Trade

Big seasonal shift in demand for grilling cuts

Jon Condon, 29/05/2012

It should come as no great surprise but in many Australian households, the barbecue has been wheeled back into the garden shed, and the crock-pot or slow-cooker has been pulled out of the kitchen cupboard.

The onset of colder weather triggers a dramatic change in buying patterns among Australian red meat consumers, and one of the perennial challenges faced by processors heading into winter is cuts utilisation, and maintaining higher value for grilling meat.

“There’s not a lot of barbecues happening in June, July and August, even in Queensland,” one large processor said yesterday.

While demand for secondary slow cooking cuts tends to be elevated a little, it far from compensates for lower returns on the sweet cuts.

One of the issues following a big beef processing week like last week (see this morning’s companion story, “Biggest kill of the year as feed conditions decline,”) is placing high volumes of product.

A good processor sales department source said some better quality cows rumps previously being utilised as a budget item on the domestic market were now starting to head overseas, as slash packs at a cheaper price. That’s all due to declining local barbecue demand and growing volume of supply.

A major wholesaler with deep penetration into the Sydney/Melbourne/Brisbane ‘big three’ markets told Beef Central yesterday that it was becoming ‘tough going’, and players holding loin cuts at present were ‘getting itchy feet.’

“Knuckles, blades, chucks and other stewing meat are going alright, but it is getting increasing tough to maintain price on loin cuts,” he said.

While the price of cattle had not changed much, processors were having to try to make up the loin cuts value shortfall via trim prices, which had improved with strong US demand, and extracting optimum value from ‘bits and pieces’ used in other cooking methods.

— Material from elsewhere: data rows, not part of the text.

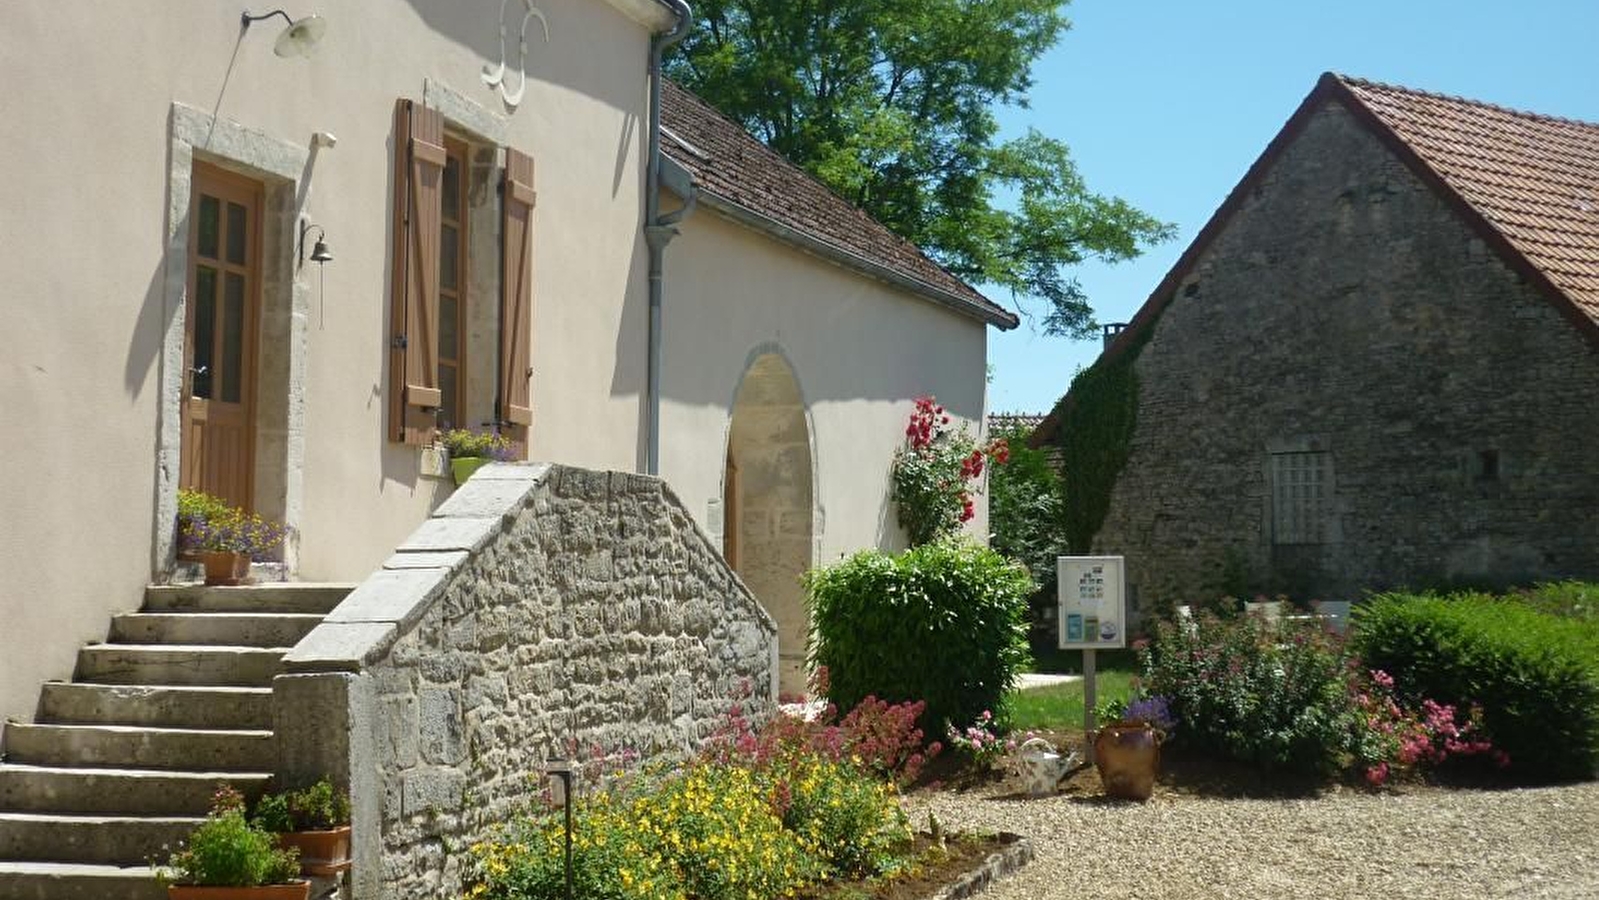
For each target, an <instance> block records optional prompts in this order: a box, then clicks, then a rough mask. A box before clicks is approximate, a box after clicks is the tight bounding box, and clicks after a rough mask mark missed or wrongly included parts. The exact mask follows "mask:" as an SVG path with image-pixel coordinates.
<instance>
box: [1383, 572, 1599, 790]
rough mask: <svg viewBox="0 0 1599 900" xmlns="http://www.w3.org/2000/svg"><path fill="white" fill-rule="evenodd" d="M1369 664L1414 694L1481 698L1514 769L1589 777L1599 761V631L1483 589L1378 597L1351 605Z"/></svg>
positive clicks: (1592, 774)
mask: <svg viewBox="0 0 1599 900" xmlns="http://www.w3.org/2000/svg"><path fill="white" fill-rule="evenodd" d="M1353 639H1354V647H1356V651H1358V652H1359V655H1361V659H1362V660H1364V662H1366V665H1369V667H1372V668H1382V670H1383V671H1386V673H1390V675H1393V676H1394V679H1396V681H1398V683H1399V684H1401V686H1404V689H1406V691H1407V692H1414V694H1415V695H1426V697H1433V699H1434V700H1439V702H1444V703H1457V705H1469V703H1479V705H1481V707H1482V713H1484V723H1485V726H1487V729H1489V732H1490V735H1492V737H1493V743H1495V747H1498V748H1501V750H1505V751H1506V753H1509V758H1511V771H1513V772H1516V774H1517V775H1519V777H1522V779H1532V780H1572V779H1591V777H1594V772H1596V767H1599V628H1594V625H1593V623H1586V622H1580V620H1572V619H1561V617H1556V615H1548V614H1543V612H1538V611H1537V609H1530V607H1529V606H1527V604H1524V603H1517V601H1511V599H1500V598H1495V596H1490V595H1481V593H1460V595H1450V596H1436V595H1404V593H1385V595H1378V596H1375V598H1372V599H1369V601H1367V603H1364V604H1361V606H1358V607H1356V611H1354V630H1353Z"/></svg>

“Overall, the margin has not suffered too much just yet, but you just have to try to tweak some of the cuts that are in higher demand,” our trade contact said.

 

Cube rolls back $2/kg at wholesale

In the East Coast spot wholesale market this morning, the biggest pressure appears to be on cube rolls and rumps. Cubes were typically back about $2/kg on where they sat just a fortnight or three weeks ago, with 100-day grainfed examples being exchanged yesterday for $16/kg, down from $18. Grassfed cubes were back a similar amount.

Rumps this week are back 40-50c/kg, more in places, compared with two weeks earlier.

The most under-valued cut in Australia (Beef Central is working on this for a fascinating future story), the striploin, is also under considerable pressure. Expect to pay as little as $5.20/kg wholesale for reasonable cow strips, to $13.50 for grainfed – a huge spread, but all back at least $1/kg on earlier wholesale values.    

The offset to all this, of course, is that in northern hemisphere countries, where the overwhelming majority of Australia’s beef exports go, spring is in the air, and grilling season beckons. So slower domestic demand for cubes, strips, and rumps should be offset to some extent by elevated demand offshore.

Evidence of this? Beef Central has heard of good positions being taken in large export orders recently, including a consignment of 140 tonnes of Steer and PR cube rolls into Taiwan. This took the pressure off the local domestic market at a time when it was greatly needed. Price was around A$11-$11.50.

Another issue at this time of year is the imbalance seen in more larger, heavier export-type cuts in items like cube roll, which can be a headache to shift on the domestic market due to excessive portion size.

That’s driven by the onset of turnoff of heavy ox and cow, predominantly out of Queensland, as the seasonal turnoff unfolds. Expect to see more Steer and PR ciphers on carton lids and less YG and Y in coming weeks.